Over the years Mark and I have devoured our fair share of moquecas, both in restaurants and private homes. With the arrogance of the newcomer we believe we can tell a good moqueca from a bad one, and we never hesitate to share our opinions with the rest of the moqueca mavens. But make our own? No, not with those complex flavors. It’s only within the last month that we took the plunge and bought a clay moqueca pot at a roadside stand on the ride in to Rio (for a whopping $7.50!) Once back home, we researched recipes, donned our aprons and voilà! It turns out to be incredibly easy. (Note: since I find dendê impossible to digest, I tend towards the Capixaba version. Feel free to add dendê, and good luck to you if it’s your first time.)
Our first moqueca was made with shark (cação), which seems to be the classic Búzios version, but the one pictured here is being made with dourado. Besides the fish steaks, which you should marinate a while in lime juice, garlic and salt, slice or dice up onion, tomato, green pepper (optional) and cilantro, some malagueta peppers, urucum, and coconut milk (not usually used in a Capixaba version, but who’s looking?)
|Start layering . . .|
|Final layer, close her up|
Cover and boil for about 15-20 minutes, adding a little water if necessary. Then add the bottle of coconut milk, and keep cooking for another 10 minutes or so. Test the fish for doneness.

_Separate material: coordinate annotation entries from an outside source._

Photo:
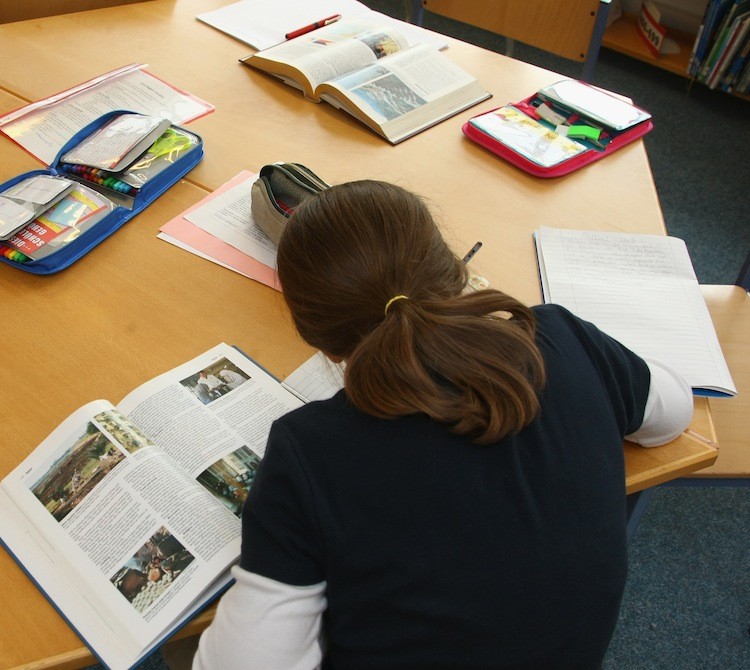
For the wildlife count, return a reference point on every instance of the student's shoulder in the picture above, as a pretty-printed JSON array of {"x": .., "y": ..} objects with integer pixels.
[
  {"x": 550, "y": 317},
  {"x": 556, "y": 325},
  {"x": 315, "y": 411}
]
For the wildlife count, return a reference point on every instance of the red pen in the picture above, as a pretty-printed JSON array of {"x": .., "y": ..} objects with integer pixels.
[{"x": 313, "y": 26}]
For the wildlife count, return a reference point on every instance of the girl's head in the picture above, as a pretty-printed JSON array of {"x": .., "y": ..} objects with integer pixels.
[{"x": 369, "y": 279}]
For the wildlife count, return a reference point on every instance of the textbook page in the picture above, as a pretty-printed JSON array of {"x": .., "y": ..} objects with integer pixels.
[
  {"x": 318, "y": 378},
  {"x": 406, "y": 91},
  {"x": 641, "y": 290},
  {"x": 330, "y": 52},
  {"x": 262, "y": 24},
  {"x": 114, "y": 533},
  {"x": 128, "y": 522}
]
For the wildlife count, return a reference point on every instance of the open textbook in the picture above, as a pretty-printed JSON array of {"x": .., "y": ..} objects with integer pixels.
[
  {"x": 371, "y": 72},
  {"x": 641, "y": 290},
  {"x": 127, "y": 516}
]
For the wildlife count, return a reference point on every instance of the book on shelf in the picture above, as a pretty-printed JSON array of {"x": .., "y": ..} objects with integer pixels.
[
  {"x": 371, "y": 72},
  {"x": 733, "y": 37},
  {"x": 640, "y": 289},
  {"x": 720, "y": 39},
  {"x": 733, "y": 73},
  {"x": 127, "y": 516}
]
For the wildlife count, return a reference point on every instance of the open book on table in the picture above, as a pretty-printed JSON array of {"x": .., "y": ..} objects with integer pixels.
[
  {"x": 127, "y": 516},
  {"x": 372, "y": 73},
  {"x": 641, "y": 290}
]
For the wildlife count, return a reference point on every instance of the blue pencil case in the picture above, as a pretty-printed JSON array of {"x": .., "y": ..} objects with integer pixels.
[{"x": 100, "y": 179}]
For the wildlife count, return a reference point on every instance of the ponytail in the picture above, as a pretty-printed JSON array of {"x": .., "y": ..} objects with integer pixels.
[{"x": 368, "y": 278}]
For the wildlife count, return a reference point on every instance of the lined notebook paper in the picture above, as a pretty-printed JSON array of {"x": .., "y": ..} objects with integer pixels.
[{"x": 641, "y": 290}]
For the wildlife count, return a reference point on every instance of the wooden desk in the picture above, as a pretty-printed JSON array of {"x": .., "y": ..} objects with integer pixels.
[{"x": 136, "y": 306}]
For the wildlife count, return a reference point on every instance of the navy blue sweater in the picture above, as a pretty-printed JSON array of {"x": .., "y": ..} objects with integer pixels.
[{"x": 439, "y": 553}]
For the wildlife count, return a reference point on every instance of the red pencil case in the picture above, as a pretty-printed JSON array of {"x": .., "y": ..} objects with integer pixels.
[{"x": 560, "y": 128}]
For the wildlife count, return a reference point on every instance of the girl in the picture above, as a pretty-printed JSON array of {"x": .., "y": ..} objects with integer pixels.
[{"x": 461, "y": 503}]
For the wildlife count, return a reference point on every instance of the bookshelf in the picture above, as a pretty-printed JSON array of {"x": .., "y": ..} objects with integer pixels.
[{"x": 622, "y": 36}]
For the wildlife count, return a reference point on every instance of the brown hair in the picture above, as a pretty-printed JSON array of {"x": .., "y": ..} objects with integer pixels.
[{"x": 467, "y": 360}]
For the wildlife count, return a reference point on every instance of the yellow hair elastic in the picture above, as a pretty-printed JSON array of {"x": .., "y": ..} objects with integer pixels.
[{"x": 392, "y": 300}]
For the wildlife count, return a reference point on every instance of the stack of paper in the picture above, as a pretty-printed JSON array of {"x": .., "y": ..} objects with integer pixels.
[
  {"x": 641, "y": 290},
  {"x": 220, "y": 228}
]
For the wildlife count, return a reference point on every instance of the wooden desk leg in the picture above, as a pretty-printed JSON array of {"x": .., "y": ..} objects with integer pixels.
[{"x": 636, "y": 506}]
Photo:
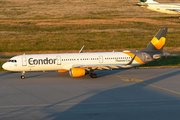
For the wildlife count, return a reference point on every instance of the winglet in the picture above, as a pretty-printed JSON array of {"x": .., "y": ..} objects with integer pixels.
[{"x": 157, "y": 43}]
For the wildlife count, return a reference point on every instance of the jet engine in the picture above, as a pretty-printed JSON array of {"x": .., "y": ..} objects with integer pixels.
[
  {"x": 62, "y": 71},
  {"x": 77, "y": 72}
]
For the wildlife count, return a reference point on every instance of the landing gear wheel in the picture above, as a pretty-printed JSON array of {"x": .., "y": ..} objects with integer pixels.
[
  {"x": 93, "y": 75},
  {"x": 22, "y": 77}
]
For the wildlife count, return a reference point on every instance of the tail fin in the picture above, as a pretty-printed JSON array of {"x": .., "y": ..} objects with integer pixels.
[
  {"x": 148, "y": 1},
  {"x": 157, "y": 43}
]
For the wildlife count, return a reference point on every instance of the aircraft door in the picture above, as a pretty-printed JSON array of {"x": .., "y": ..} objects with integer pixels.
[
  {"x": 58, "y": 60},
  {"x": 24, "y": 61},
  {"x": 100, "y": 59}
]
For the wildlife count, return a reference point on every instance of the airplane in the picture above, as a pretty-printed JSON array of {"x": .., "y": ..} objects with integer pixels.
[
  {"x": 169, "y": 8},
  {"x": 80, "y": 64}
]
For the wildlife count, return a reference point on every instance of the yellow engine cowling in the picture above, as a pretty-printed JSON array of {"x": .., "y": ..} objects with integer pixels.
[
  {"x": 77, "y": 72},
  {"x": 63, "y": 71}
]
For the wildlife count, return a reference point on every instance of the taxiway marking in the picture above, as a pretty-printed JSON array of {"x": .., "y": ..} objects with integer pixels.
[{"x": 142, "y": 82}]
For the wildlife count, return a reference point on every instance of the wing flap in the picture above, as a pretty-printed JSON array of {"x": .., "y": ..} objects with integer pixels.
[{"x": 102, "y": 67}]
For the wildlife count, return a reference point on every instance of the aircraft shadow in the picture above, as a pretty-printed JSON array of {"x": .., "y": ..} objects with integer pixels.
[{"x": 109, "y": 109}]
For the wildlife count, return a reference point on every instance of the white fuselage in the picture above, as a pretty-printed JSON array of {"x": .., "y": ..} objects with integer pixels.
[
  {"x": 53, "y": 62},
  {"x": 168, "y": 8}
]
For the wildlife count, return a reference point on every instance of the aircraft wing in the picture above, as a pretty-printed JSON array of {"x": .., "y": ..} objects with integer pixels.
[
  {"x": 175, "y": 10},
  {"x": 103, "y": 66}
]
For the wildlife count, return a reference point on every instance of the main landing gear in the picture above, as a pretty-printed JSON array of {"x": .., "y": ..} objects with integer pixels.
[
  {"x": 22, "y": 76},
  {"x": 93, "y": 75}
]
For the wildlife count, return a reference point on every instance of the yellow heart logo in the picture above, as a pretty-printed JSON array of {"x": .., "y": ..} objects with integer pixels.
[{"x": 158, "y": 43}]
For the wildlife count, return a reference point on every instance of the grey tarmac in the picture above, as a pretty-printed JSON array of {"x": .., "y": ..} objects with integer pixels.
[{"x": 139, "y": 94}]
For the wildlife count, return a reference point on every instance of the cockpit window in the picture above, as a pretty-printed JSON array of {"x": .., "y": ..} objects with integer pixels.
[{"x": 14, "y": 61}]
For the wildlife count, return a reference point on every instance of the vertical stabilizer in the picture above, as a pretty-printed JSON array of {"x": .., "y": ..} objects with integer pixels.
[{"x": 157, "y": 43}]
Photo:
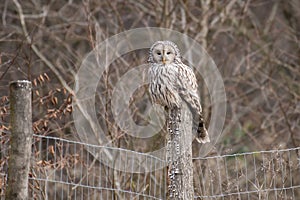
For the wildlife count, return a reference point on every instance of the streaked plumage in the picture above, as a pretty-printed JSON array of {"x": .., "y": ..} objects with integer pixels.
[{"x": 172, "y": 82}]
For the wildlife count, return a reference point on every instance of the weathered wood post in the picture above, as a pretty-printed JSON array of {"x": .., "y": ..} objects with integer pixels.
[
  {"x": 179, "y": 154},
  {"x": 20, "y": 140}
]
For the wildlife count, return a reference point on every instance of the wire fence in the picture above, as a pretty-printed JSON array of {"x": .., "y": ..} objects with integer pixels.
[{"x": 64, "y": 169}]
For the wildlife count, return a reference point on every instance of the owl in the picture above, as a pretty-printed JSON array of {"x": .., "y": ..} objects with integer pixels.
[{"x": 171, "y": 82}]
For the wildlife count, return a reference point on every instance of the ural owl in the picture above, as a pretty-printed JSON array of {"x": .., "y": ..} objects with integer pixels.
[{"x": 171, "y": 81}]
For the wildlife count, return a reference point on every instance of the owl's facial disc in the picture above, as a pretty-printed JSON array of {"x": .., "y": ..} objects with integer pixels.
[{"x": 164, "y": 54}]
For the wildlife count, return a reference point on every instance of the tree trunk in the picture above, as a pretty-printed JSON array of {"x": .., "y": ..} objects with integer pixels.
[
  {"x": 179, "y": 154},
  {"x": 20, "y": 140}
]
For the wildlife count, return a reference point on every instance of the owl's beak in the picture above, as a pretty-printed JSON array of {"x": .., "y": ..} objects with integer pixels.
[{"x": 164, "y": 60}]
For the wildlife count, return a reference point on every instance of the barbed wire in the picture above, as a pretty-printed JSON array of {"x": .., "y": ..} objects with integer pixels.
[{"x": 64, "y": 169}]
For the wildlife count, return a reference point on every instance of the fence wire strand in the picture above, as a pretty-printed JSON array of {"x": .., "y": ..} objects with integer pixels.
[{"x": 64, "y": 169}]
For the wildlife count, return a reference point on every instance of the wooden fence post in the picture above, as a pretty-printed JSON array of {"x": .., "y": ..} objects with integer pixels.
[
  {"x": 179, "y": 154},
  {"x": 20, "y": 140}
]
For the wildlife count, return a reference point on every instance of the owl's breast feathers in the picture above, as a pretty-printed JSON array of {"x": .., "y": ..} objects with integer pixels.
[{"x": 163, "y": 85}]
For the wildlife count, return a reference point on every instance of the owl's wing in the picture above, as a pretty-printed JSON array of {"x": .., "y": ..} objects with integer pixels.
[
  {"x": 187, "y": 89},
  {"x": 187, "y": 86}
]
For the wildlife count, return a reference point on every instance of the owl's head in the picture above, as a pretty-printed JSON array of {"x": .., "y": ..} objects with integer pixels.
[{"x": 164, "y": 52}]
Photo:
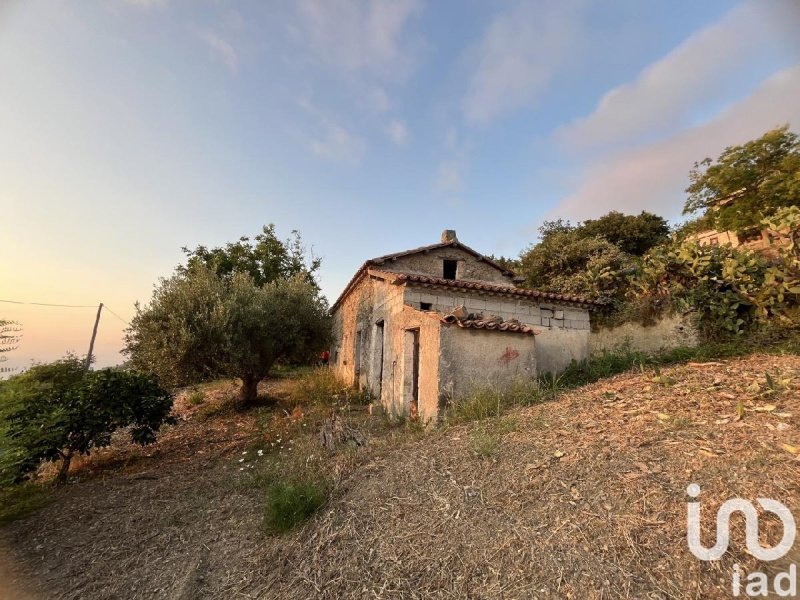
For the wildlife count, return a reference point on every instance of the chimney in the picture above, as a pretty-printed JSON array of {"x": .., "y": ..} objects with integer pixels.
[{"x": 449, "y": 235}]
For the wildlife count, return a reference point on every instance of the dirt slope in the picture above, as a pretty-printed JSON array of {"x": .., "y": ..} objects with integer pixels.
[{"x": 583, "y": 497}]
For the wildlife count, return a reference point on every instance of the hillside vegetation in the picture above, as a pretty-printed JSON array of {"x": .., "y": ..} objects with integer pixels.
[{"x": 579, "y": 497}]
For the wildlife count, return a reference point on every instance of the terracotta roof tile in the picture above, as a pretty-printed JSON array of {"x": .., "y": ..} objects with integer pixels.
[
  {"x": 427, "y": 281},
  {"x": 509, "y": 326}
]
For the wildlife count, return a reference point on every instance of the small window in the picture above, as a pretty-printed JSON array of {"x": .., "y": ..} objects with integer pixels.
[{"x": 449, "y": 268}]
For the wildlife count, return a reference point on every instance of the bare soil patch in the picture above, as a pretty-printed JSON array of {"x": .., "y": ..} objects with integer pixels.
[{"x": 582, "y": 497}]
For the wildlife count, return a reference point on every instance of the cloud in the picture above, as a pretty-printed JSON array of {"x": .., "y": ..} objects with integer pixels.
[
  {"x": 378, "y": 100},
  {"x": 398, "y": 132},
  {"x": 221, "y": 48},
  {"x": 147, "y": 4},
  {"x": 336, "y": 143},
  {"x": 700, "y": 72},
  {"x": 450, "y": 176},
  {"x": 519, "y": 54},
  {"x": 360, "y": 35},
  {"x": 654, "y": 178}
]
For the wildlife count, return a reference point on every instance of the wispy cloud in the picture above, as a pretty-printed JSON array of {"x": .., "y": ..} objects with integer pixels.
[
  {"x": 519, "y": 54},
  {"x": 700, "y": 72},
  {"x": 361, "y": 35},
  {"x": 378, "y": 100},
  {"x": 338, "y": 145},
  {"x": 398, "y": 132},
  {"x": 334, "y": 143},
  {"x": 654, "y": 177},
  {"x": 450, "y": 176},
  {"x": 222, "y": 49},
  {"x": 147, "y": 3}
]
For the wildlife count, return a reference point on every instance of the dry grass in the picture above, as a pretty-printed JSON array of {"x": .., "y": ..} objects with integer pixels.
[{"x": 581, "y": 497}]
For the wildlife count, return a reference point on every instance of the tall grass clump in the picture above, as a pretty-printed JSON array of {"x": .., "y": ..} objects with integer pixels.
[
  {"x": 491, "y": 401},
  {"x": 291, "y": 502},
  {"x": 322, "y": 386}
]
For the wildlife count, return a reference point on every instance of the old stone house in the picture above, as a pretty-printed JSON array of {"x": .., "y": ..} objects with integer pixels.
[{"x": 421, "y": 327}]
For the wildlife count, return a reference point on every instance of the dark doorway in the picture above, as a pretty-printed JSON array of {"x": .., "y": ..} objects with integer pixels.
[
  {"x": 357, "y": 359},
  {"x": 379, "y": 333},
  {"x": 411, "y": 378},
  {"x": 449, "y": 268}
]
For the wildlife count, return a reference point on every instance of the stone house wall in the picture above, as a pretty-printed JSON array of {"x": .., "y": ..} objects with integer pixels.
[
  {"x": 562, "y": 329},
  {"x": 673, "y": 331},
  {"x": 477, "y": 358},
  {"x": 469, "y": 267}
]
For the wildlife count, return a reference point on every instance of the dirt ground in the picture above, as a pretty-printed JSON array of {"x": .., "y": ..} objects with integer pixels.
[{"x": 581, "y": 497}]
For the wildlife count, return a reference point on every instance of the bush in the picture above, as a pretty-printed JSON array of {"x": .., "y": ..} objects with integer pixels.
[
  {"x": 292, "y": 502},
  {"x": 53, "y": 411}
]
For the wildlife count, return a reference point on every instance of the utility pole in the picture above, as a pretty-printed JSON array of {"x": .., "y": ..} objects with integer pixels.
[{"x": 94, "y": 335}]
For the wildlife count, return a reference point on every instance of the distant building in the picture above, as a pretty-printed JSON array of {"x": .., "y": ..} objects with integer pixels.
[
  {"x": 420, "y": 327},
  {"x": 762, "y": 241}
]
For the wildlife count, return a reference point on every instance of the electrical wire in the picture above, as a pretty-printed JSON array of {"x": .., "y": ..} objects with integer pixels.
[
  {"x": 48, "y": 304},
  {"x": 115, "y": 314},
  {"x": 67, "y": 306}
]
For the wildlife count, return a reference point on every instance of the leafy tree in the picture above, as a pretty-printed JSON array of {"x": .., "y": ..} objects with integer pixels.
[
  {"x": 730, "y": 290},
  {"x": 200, "y": 325},
  {"x": 568, "y": 263},
  {"x": 9, "y": 338},
  {"x": 634, "y": 234},
  {"x": 265, "y": 258},
  {"x": 747, "y": 183},
  {"x": 54, "y": 411},
  {"x": 591, "y": 258}
]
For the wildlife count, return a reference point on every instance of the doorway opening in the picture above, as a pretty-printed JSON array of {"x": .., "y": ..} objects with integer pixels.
[{"x": 411, "y": 378}]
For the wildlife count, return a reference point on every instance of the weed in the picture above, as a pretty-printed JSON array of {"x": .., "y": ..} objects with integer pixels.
[
  {"x": 18, "y": 501},
  {"x": 485, "y": 443},
  {"x": 322, "y": 386},
  {"x": 292, "y": 502},
  {"x": 196, "y": 397},
  {"x": 491, "y": 401}
]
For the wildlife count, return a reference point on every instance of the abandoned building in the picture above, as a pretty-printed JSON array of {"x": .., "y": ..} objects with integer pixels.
[{"x": 421, "y": 327}]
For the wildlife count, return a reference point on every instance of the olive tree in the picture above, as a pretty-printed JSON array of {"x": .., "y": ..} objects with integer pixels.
[
  {"x": 747, "y": 184},
  {"x": 200, "y": 325},
  {"x": 53, "y": 411}
]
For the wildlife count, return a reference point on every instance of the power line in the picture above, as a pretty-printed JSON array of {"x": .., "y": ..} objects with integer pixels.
[
  {"x": 67, "y": 306},
  {"x": 49, "y": 304},
  {"x": 115, "y": 314}
]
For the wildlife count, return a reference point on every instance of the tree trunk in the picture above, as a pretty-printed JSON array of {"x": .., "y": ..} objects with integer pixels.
[
  {"x": 249, "y": 391},
  {"x": 61, "y": 478}
]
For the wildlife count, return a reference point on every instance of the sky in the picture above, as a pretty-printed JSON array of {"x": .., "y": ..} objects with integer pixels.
[{"x": 132, "y": 128}]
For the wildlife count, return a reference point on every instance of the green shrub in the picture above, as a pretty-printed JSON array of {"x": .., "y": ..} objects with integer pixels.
[{"x": 292, "y": 502}]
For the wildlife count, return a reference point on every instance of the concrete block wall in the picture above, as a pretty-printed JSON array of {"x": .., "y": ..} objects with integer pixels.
[
  {"x": 526, "y": 311},
  {"x": 469, "y": 267}
]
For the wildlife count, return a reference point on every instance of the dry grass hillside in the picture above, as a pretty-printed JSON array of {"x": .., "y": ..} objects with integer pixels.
[{"x": 580, "y": 497}]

Bring the whole pot to the table and serve it over rice while your guests drool. It’s easy, delicious, nutritious, a great dinner party dish.
(Note: In Brazil, Moqueca de Peixe is also served with farofa (a toasted manioc flour mixture) and pirão (a very thick, gravy-like side dish made from fish heads). I’ve always had some trouble with pirão since it, too, is made with dendê, so I leave it out. I apologize to my Brazilian friends, but you all know there are plenty of foreigners with this particular disability.)